The Art and Thought of Heraclitus
An edition of the fragments with translation and commentary
by CHARLES H. KAHN 1979
https://archive.org/details/the-art-and-thought-of-heraclitus-fragments-translation-commentary-kahn/

Page 15
Heraclitus’ political doctrine can be seen as a development of Hesiod’s old insight, that the order allotted by Zeus to mankind is to follow justice and shun violence: ‘for to fish and beasts and winged birds he gave the rule (nomos) that they eat one another, since there is no justice among them; but to human beings he gave justice (dzké)’ (Works and Days 275ff.).
I note that Heraclitus’ restatement of this traditional view marks the birth of political philosophy proper and the beginnings of the theory of natural law, which will receive its classic statement by the Stoics working under his inspiration.
Heraclitus’ own formulation is novel in three respects.
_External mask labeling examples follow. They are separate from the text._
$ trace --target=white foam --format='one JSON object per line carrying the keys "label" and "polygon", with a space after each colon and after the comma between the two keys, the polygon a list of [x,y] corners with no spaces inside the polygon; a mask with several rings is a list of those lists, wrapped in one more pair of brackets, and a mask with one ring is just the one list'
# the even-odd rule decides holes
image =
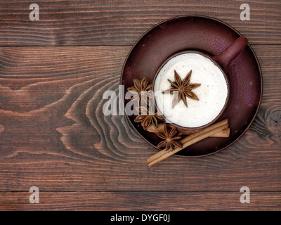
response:
{"label": "white foam", "polygon": [[[174,81],[174,70],[182,79],[192,70],[190,83],[201,86],[193,89],[199,101],[187,98],[188,107],[181,100],[172,108],[173,95],[163,94]],[[184,53],[168,61],[155,79],[154,90],[159,110],[172,123],[185,127],[198,127],[213,121],[223,109],[228,86],[223,72],[211,60],[197,53]]]}

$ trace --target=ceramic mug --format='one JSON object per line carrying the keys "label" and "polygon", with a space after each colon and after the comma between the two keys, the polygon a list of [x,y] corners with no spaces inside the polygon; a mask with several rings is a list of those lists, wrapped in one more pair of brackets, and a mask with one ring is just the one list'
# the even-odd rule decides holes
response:
{"label": "ceramic mug", "polygon": [[[177,53],[173,56],[171,56],[169,58],[167,58],[159,67],[159,68],[157,70],[157,72],[155,73],[154,78],[153,78],[153,82],[152,82],[152,91],[154,93],[155,93],[156,91],[157,91],[155,89],[155,81],[157,78],[158,77],[158,75],[162,70],[162,69],[165,66],[165,65],[167,64],[168,62],[169,62],[171,59],[175,58],[175,57],[183,55],[183,54],[188,54],[188,53],[193,53],[193,54],[199,54],[200,56],[204,56],[204,58],[209,59],[214,63],[215,66],[216,66],[219,70],[221,72],[222,75],[223,75],[223,77],[225,79],[226,83],[226,87],[227,87],[227,94],[226,94],[226,98],[224,102],[222,102],[221,103],[223,104],[224,103],[223,107],[221,108],[221,110],[219,112],[216,112],[216,116],[214,118],[211,119],[211,121],[209,121],[208,122],[205,124],[200,124],[199,126],[187,126],[185,124],[183,124],[182,123],[177,123],[175,122],[171,122],[171,118],[169,118],[169,117],[165,116],[163,112],[162,112],[161,109],[159,109],[159,107],[157,106],[157,100],[156,98],[155,98],[155,106],[157,108],[158,110],[158,114],[160,115],[161,117],[163,117],[166,120],[166,122],[171,124],[172,125],[175,126],[176,127],[181,128],[183,129],[188,129],[188,130],[194,130],[194,129],[202,129],[204,127],[207,127],[211,124],[214,123],[219,117],[220,116],[223,114],[224,112],[226,107],[228,103],[228,97],[229,97],[229,81],[228,78],[227,76],[227,72],[228,70],[228,66],[231,61],[239,54],[239,53],[244,49],[244,48],[247,45],[248,41],[247,38],[244,37],[240,37],[237,39],[236,39],[230,46],[229,46],[223,52],[222,52],[221,54],[215,56],[209,56],[208,54],[205,53],[202,53],[198,51],[181,51],[179,53]],[[208,110],[207,108],[206,110]]]}

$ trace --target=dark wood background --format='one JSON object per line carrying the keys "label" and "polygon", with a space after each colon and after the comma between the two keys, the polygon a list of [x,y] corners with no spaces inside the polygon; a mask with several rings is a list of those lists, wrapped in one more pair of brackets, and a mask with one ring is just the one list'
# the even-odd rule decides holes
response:
{"label": "dark wood background", "polygon": [[[30,21],[29,6],[40,7]],[[251,8],[241,21],[240,6]],[[281,210],[281,1],[0,0],[0,210]],[[249,39],[264,93],[235,144],[148,168],[156,150],[124,116],[105,117],[138,38],[163,20],[204,15]],[[30,204],[31,186],[40,203]],[[251,203],[241,204],[248,186]]]}

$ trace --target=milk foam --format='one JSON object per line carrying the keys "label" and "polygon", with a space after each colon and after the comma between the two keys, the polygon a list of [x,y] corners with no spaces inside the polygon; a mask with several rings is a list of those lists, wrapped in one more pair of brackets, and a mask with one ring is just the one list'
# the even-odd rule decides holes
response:
{"label": "milk foam", "polygon": [[[192,91],[199,101],[187,98],[173,108],[174,95],[162,94],[174,82],[174,70],[183,80],[192,70],[190,83],[201,86]],[[185,127],[198,127],[213,121],[223,109],[228,96],[228,86],[223,72],[211,60],[197,53],[183,53],[172,58],[159,71],[154,90],[159,110],[171,122]]]}

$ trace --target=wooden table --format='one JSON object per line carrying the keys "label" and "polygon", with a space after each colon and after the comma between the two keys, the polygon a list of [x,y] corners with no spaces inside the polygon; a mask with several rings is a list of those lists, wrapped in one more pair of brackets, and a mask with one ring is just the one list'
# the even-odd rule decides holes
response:
{"label": "wooden table", "polygon": [[[250,20],[240,20],[243,3]],[[280,12],[280,0],[1,0],[0,210],[281,210]],[[148,167],[157,150],[124,116],[103,115],[103,94],[117,89],[144,32],[183,15],[221,19],[249,39],[263,101],[231,147]]]}

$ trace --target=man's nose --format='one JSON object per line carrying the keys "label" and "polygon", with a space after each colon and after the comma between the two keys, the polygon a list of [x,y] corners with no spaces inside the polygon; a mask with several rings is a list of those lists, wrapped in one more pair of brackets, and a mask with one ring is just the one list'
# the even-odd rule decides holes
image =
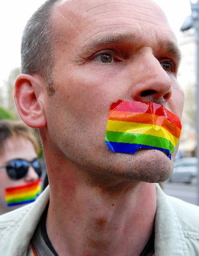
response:
{"label": "man's nose", "polygon": [[170,76],[174,75],[164,70],[152,54],[148,54],[142,60],[140,58],[137,67],[132,78],[136,80],[131,92],[133,100],[164,104],[172,96]]}
{"label": "man's nose", "polygon": [[38,176],[32,166],[30,166],[28,170],[26,176],[24,178],[26,182],[30,182],[36,181],[38,178]]}

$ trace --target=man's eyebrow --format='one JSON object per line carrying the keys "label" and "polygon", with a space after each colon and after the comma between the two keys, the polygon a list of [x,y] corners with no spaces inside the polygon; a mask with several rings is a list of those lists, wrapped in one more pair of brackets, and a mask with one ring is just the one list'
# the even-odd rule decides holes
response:
{"label": "man's eyebrow", "polygon": [[[133,39],[132,39],[133,38]],[[119,44],[122,42],[132,42],[135,40],[136,36],[134,37],[134,33],[128,34],[119,34],[116,36],[103,36],[92,40],[84,45],[86,48],[92,48],[94,47],[103,47],[104,46],[111,44]]]}
{"label": "man's eyebrow", "polygon": [[164,47],[171,55],[174,56],[178,62],[180,62],[182,55],[176,44],[171,40],[166,40],[164,42]]}
{"label": "man's eyebrow", "polygon": [[[138,42],[139,40],[137,37],[136,32],[130,32],[129,34],[121,34],[117,35],[104,35],[99,36],[92,39],[88,42],[86,42],[84,46],[84,48],[93,49],[94,48],[98,48],[104,47],[106,46],[112,44],[125,43],[132,43],[132,42]],[[164,48],[167,50],[171,55],[175,57],[178,62],[180,62],[182,58],[181,52],[178,46],[178,44],[171,40],[164,40],[163,42],[160,42],[160,44],[163,46]]]}

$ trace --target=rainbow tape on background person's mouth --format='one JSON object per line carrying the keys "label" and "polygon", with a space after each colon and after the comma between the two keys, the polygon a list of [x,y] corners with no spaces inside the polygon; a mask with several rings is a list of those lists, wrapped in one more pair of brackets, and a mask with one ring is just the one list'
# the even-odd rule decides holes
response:
{"label": "rainbow tape on background person's mouth", "polygon": [[154,149],[171,159],[181,129],[179,118],[162,105],[119,100],[110,107],[105,141],[112,152]]}
{"label": "rainbow tape on background person's mouth", "polygon": [[34,202],[41,192],[41,181],[40,179],[26,185],[6,188],[7,206],[16,206]]}

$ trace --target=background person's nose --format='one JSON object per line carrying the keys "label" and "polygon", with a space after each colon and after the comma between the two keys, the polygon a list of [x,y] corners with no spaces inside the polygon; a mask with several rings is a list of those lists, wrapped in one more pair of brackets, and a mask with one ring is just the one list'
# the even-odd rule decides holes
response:
{"label": "background person's nose", "polygon": [[142,58],[142,64],[140,64],[136,74],[136,82],[132,86],[132,100],[164,104],[172,94],[170,76],[174,75],[164,70],[152,54]]}
{"label": "background person's nose", "polygon": [[38,174],[32,166],[30,166],[26,175],[24,178],[26,182],[30,182],[36,181],[39,178]]}

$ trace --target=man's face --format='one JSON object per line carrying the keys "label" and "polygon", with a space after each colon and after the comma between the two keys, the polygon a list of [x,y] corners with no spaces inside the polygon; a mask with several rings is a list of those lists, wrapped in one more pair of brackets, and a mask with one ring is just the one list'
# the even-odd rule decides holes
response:
{"label": "man's face", "polygon": [[[32,161],[37,158],[37,154],[32,144],[28,140],[22,137],[10,137],[4,144],[0,155],[0,166],[5,166],[10,161],[22,158]],[[6,168],[0,169],[0,210],[6,208],[5,189],[7,188],[26,185],[38,178],[38,174],[32,166],[28,168],[27,174],[23,178],[14,180],[8,176]]]}
{"label": "man's face", "polygon": [[102,178],[166,179],[174,157],[151,150],[114,153],[104,141],[118,100],[156,102],[181,116],[179,53],[164,14],[150,0],[74,0],[58,4],[52,20],[56,92],[44,108],[60,157]]}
He generalizes the notion of Justice to apply to every manifestation of cosmic order, including the rule of the jungle by which birds and beasts eat one another (LXXXII, D. 80). Secondly, human law is conceived as the unifying principle of the political community, and thus as grounded in the rational order of nature which unifies the cosmos. Finally, the unique status of human nomos and the political order is interpreted as a consequence of the common human possession of speech (logos) and understanding (noos), that is, as a consequence of the rational capacity to communicate one’s thoughts and come to an agreement (homologein in XXXVI, D. 50, echoing xyn legontas in XXX, D. 114).
Thus it is the very thought and word play of Heraclitus that Plato will echo when, in defending the natural basis of the moral order against the relativists and nihilists of his own time, he defines law (nomos) as the arrangement disposed by reason (nous).
Heraclitus, like Plato, had seen his city conquered in war and torn by civil strife. He was all the more sensitive to the fundamental requirement, for a minimally decent life, of a human community upon whose legal and moral structure all the citizens can rely.